Verdict: SEO for Flash is Still in Diapers
It is wonderful news that Flash is becoming more search engine friendly and there is no question that the addition of previously unattainable Flash content to search engine indexes will prove valuable. But the fact of the matter is that at this moment I wouldn’t dream of telling a client that Flash can be a competitive medium for search engine optimization. There are simply too many roadblocks that still exist and need to be addressed before a Flash website has any hope of competing with an HTML website on the basis of just search engine optimization. I do, however, see a couple exceptions to the rule:

  1. At a certain point a threshold can be met where significant incoming links can push even the most un-search engine friendly website to the top rankings. As a result, it is highly likely that some Flash websites with a decent incoming link support structure will see vast improvements in rankings when their content is finally considered thanks to this new crawling technology.
  2. In less competitive arenas (obscure keyphrases or keyphrases with little competition) the basic search engine optimization capabilities opened to Flash may very well be all that is needed to attain top search engine rankings.
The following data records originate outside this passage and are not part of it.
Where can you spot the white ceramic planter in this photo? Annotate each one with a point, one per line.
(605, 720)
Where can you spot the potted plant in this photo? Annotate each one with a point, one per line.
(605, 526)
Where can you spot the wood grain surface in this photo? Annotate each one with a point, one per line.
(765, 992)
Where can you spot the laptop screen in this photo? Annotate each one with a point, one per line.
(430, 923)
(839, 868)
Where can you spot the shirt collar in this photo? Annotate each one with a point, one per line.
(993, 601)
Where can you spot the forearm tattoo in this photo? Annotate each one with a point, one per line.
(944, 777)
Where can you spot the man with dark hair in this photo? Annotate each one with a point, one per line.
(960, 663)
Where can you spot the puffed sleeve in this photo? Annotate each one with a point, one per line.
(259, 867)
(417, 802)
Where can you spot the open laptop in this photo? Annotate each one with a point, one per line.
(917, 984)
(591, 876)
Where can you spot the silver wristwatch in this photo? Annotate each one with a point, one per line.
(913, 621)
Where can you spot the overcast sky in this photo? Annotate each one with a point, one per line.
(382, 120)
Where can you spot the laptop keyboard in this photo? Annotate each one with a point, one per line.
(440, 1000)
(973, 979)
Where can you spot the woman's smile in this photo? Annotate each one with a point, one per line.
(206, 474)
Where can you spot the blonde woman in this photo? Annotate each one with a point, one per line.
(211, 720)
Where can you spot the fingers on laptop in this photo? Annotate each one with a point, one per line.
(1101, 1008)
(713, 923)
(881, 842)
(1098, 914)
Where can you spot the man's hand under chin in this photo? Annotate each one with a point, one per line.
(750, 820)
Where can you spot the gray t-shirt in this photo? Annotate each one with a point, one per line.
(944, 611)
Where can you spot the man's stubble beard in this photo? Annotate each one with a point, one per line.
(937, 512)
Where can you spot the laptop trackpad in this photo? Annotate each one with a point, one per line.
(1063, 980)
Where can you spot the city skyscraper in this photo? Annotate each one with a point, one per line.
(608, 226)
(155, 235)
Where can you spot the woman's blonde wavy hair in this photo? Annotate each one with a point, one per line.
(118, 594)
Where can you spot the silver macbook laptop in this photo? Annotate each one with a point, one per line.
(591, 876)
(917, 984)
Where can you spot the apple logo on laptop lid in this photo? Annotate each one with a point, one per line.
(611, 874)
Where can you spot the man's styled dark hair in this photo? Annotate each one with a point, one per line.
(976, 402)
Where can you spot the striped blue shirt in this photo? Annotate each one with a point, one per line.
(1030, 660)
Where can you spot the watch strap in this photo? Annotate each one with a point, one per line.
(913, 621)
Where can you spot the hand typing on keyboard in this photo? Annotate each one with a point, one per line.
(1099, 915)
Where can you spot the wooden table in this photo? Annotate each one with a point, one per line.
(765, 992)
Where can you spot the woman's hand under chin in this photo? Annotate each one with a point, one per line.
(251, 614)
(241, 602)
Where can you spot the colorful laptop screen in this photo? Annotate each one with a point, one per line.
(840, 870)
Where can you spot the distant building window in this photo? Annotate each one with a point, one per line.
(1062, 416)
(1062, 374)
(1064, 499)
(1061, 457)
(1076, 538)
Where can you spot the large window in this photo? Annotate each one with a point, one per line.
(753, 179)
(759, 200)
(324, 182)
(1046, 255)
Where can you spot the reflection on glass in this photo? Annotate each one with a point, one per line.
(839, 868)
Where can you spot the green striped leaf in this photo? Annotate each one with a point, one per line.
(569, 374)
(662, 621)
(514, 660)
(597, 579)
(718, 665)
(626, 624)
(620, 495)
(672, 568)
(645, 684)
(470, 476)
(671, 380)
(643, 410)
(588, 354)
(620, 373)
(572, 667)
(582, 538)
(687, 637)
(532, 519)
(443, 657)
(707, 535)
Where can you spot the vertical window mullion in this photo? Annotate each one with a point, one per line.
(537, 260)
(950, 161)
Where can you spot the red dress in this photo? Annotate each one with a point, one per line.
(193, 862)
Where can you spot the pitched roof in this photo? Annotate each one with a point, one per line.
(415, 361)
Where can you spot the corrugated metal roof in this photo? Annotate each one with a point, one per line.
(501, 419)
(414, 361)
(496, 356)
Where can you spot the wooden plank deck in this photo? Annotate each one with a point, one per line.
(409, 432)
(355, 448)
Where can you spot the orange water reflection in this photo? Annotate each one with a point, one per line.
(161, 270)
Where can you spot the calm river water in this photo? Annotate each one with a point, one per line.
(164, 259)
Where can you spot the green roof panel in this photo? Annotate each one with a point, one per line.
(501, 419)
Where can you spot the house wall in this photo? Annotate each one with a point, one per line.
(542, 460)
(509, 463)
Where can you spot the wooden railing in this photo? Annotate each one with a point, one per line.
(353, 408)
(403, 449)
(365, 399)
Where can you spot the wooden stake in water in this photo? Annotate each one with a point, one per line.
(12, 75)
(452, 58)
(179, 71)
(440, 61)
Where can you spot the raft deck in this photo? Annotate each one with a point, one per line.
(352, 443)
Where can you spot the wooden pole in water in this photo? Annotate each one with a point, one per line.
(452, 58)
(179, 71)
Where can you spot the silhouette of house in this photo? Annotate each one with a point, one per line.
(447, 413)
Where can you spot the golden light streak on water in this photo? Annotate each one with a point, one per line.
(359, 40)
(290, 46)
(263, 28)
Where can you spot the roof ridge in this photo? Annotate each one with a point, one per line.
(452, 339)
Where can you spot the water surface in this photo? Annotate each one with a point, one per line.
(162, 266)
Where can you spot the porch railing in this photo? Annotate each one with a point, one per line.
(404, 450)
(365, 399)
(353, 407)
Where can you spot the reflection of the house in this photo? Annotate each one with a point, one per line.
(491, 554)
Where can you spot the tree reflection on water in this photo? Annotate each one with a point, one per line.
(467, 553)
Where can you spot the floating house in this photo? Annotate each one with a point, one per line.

In conclusion I would like to pass on extreme kudos to Adobe, Google and Yahoo for working this new technology into their systems. With all of the new multimedia formats coming online it has always seemed quite silly to me that Flash, having been around for years, was still not fully indexable. Thankfully Flash can now be crawled and the day where it could potentially compete for competitive rankings is on the distant horizon.

by Ross Dunn, CEO, StepForth Web Marketing Inc.